On the more macro scale, the realization that certification of Biden-Harris’ win occurred has begun to set in, along with ideas like humility and confidence, notions of repair and assuredness. America is back, which is to say, we care about our world and our place in it. A moral compass has been dusted off, thank the fucking Lord. I knew I missed generally believing in our country. I missed this democracy ideal, I spoke of incessantly, but couldn’t locate tangibly or even trust as something toward which I grasped. I didn’t know just how much I missed fundamental trust in us as an idea and ideal. That’s not to say I ever felt a blind admiration to our country, although maybe without its core values anywhere to be found, my admiration turned out to be greater than I’d imagined. I want to question so much about how things are done. I do not take any of it for granted. If I did before, I don’t, now.
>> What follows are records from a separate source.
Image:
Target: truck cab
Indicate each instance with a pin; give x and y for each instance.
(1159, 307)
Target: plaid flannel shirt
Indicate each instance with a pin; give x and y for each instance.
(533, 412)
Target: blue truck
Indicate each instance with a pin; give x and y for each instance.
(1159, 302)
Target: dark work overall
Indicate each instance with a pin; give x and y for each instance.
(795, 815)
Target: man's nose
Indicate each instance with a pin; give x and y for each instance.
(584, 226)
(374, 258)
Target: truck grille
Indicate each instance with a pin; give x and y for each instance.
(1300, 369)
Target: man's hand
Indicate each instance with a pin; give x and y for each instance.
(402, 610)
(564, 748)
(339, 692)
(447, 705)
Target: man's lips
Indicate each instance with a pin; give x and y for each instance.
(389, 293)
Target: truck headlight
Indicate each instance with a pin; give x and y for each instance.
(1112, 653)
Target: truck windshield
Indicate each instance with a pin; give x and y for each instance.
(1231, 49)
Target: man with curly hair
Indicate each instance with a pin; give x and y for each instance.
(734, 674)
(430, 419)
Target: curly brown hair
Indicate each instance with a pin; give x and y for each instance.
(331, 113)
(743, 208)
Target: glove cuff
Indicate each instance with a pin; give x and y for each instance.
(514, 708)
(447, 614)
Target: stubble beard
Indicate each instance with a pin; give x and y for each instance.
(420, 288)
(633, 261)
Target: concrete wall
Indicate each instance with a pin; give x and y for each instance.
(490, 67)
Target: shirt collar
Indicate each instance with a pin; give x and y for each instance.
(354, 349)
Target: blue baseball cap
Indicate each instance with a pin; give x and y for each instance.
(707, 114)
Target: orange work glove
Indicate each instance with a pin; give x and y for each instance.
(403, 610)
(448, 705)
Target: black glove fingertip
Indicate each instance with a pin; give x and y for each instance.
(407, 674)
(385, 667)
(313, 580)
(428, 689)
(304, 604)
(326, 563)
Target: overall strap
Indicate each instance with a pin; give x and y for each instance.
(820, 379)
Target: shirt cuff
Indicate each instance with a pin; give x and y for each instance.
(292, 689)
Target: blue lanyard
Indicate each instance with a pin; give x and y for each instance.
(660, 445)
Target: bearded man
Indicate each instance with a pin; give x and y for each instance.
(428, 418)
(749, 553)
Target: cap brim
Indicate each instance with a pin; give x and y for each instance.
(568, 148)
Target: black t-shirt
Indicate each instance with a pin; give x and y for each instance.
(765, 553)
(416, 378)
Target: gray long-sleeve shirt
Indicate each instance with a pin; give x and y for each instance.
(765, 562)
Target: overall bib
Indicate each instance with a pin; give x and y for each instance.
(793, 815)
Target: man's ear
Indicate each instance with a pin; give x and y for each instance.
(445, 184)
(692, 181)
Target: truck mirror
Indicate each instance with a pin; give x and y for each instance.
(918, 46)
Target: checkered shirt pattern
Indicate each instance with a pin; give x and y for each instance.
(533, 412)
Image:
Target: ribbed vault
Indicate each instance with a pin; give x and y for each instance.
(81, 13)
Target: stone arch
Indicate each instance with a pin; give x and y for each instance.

I won’t, going forward.

So many of us found new companions during these past four years, and so many of us have connected in new ways with people in our lives over these past eight months, which is absolutely a gift. I can’t believe how much people matter to me, despite how much of the time I feel very lonely and isolated. What a strange, fortunate truth to hold. People matter to me so, so much. (And also, quarantine truth: I’m never alone long enough to feel calm and settled within myself, because the house is never empty and I’m a person who requires alone time.)

Across the hall, Saskia is chattering to a friend (my guess, Mattea), about clothes and decorations and there’s a holiday trill in her voice, despite the fact that our holiday is our bubble, and grilled chicken and mashed potatoes. Yesterday, I did make a special trip to State Street to grab sparkling cider, per Saskia’s request (thus the opportunity for my bonus iced tea with HLG around the corner from the store).
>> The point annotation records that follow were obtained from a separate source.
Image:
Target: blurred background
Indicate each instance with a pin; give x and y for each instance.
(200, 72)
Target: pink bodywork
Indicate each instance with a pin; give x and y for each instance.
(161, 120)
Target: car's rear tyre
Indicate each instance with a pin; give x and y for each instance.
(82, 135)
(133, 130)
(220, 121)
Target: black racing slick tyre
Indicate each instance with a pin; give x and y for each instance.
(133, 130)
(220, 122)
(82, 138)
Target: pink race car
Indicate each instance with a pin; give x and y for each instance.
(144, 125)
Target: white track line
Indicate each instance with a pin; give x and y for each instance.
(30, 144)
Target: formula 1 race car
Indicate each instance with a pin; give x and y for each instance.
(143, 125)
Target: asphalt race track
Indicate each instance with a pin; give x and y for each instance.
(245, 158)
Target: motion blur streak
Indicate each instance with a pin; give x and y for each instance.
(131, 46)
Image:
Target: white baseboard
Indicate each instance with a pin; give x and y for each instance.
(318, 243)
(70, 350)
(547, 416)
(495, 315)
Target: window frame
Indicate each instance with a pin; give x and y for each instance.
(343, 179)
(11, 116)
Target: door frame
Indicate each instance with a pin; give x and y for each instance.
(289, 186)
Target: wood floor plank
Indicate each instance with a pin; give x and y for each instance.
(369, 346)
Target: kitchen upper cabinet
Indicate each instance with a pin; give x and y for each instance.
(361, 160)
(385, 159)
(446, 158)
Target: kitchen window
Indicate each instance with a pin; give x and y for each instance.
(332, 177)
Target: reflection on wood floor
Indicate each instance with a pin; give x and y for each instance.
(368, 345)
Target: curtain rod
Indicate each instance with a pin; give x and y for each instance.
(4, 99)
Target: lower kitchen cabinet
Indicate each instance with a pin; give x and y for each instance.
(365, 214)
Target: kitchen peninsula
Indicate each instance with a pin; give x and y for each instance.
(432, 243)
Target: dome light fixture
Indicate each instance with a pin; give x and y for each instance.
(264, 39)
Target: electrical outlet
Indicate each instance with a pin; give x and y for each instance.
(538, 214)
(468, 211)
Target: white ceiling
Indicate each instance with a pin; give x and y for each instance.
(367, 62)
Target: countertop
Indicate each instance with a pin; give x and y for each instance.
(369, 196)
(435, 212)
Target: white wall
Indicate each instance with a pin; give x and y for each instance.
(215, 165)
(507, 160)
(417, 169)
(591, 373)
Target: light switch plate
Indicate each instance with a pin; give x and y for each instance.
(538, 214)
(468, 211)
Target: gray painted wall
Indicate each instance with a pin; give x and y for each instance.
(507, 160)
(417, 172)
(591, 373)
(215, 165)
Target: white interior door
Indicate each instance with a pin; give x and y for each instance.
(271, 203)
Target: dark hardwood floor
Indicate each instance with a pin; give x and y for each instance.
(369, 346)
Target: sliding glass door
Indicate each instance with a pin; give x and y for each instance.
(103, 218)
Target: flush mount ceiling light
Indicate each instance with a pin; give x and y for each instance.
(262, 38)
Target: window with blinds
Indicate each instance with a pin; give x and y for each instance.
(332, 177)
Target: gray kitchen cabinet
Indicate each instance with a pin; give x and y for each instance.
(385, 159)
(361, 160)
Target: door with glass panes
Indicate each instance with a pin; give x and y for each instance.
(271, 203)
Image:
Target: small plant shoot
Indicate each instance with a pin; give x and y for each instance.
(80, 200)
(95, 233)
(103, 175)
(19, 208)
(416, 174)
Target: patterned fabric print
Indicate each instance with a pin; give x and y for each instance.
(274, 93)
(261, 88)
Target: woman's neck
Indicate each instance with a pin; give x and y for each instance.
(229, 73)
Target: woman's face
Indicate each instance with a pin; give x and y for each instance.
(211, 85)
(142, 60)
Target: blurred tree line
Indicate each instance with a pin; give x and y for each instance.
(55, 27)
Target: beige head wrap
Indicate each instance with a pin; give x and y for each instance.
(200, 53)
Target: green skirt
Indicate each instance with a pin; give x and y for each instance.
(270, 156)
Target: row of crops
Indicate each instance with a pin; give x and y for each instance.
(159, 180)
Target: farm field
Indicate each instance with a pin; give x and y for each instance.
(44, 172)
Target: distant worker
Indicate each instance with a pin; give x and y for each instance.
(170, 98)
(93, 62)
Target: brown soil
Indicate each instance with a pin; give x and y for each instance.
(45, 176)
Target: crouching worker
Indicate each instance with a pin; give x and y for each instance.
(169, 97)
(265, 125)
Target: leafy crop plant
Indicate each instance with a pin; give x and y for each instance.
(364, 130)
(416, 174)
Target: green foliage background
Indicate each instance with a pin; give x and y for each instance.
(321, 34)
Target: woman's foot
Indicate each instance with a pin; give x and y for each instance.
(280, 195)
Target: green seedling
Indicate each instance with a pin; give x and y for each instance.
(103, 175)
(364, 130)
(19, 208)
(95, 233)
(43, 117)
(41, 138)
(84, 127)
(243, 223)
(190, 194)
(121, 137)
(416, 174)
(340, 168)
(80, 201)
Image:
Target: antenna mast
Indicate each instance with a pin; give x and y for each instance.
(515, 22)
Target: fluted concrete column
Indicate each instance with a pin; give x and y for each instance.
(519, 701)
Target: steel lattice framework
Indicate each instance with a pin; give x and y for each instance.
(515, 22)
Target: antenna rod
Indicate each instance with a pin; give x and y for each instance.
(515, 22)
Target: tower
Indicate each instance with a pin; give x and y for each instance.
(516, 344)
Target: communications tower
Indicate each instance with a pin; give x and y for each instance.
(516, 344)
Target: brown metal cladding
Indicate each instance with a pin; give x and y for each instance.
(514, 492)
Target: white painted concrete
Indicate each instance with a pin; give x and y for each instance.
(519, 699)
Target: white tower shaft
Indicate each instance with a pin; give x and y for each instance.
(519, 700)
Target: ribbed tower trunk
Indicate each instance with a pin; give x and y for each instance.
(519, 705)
I’m grateful for family. I’m grateful for friends. Stay alive, everyone. Late last night, I read a devastating, long twitter thread by someone whose parents had gone to help a sibling when her husband was dying, I think of cancer, maybe, but maybe Covid, and then her parents and brother got Covid after they returned. Her dad died a few days ago of it, in an ICU, after a lengthy enough and horrific, isolated hospitalization. It was a terrifying, heartbreaking story. The gist of it, stay alive. Let me hug you (and you and you and you) again when that time finally arrives.

The closer we get to a vaccine, with these mounting numbers and busy roads and airports and Amy Coney Barrett deciding religion outweighs public health, well, the chances do not feel better. It feels, like those final months of the campaign rallies super spreading diseases — Covid, racism — that the race to safe finish and victory hugs has the hardest parts ahead, yet to traverse. I remain grateful. I do. It’s a deeper dig and then stronger muscles to find and hold it this year.